– Мне, вообще-то, уже пора, – сказала я неуверенно, надеясь в глубине души, что меня пригласят в дом и напоят горячим чаем. Но мужчина решительно сошел с крыльца, и сделав несколько шагов, обернулся.
– Вам дорогу показать? Заблудились?
– Да, похоже что так. Я этот лес знаю, с детства на лыжах катаюсь, и никогда… а тут такая метель… Лыжню замело, я наверное свернула не туда, – пробормотала я, испытывая неловкость оттого, что отец Мити явно не собирался приглашать меня в дом. Боится он меня, что ли? Хотя – с чего ему меня бояться, меня можно только пожалеть – вся вываляна в снегу, варежки обледенели, штормовка намокла и заиндевела (зато свитер под ней остался сухим, это радовало), шапка из красной превратилась в белую, мокрая чёлка опустилась на глаза, щёки нажгло морозом и ветром.
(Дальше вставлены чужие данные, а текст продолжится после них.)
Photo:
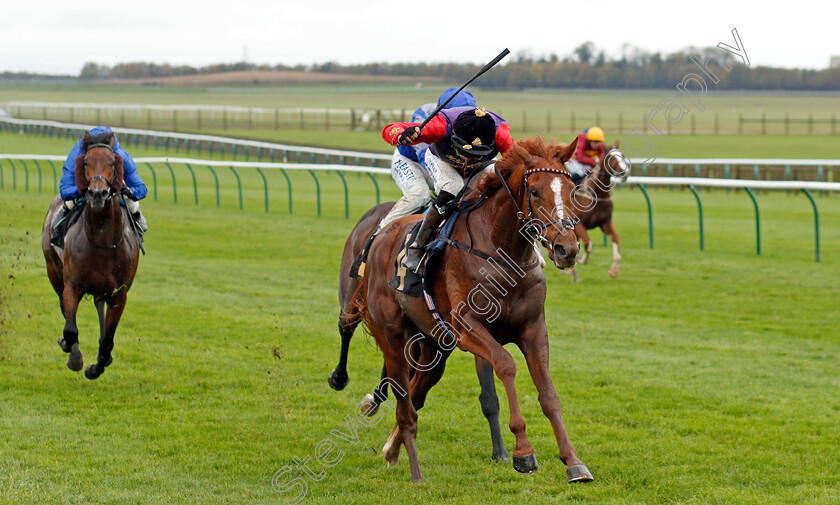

Я подумала, что представляю собой жалкое зрелище и что в детстве, явившись домой в таком прискорбном виде, получила бы выволочку, а возможно и трёпку за «внешний вид», но детство кончилось, и теперь мне можно всё. Например, заблудиться одной в метели и промёрзнуть до костей. Вот интересно, как он будет меня жалеть?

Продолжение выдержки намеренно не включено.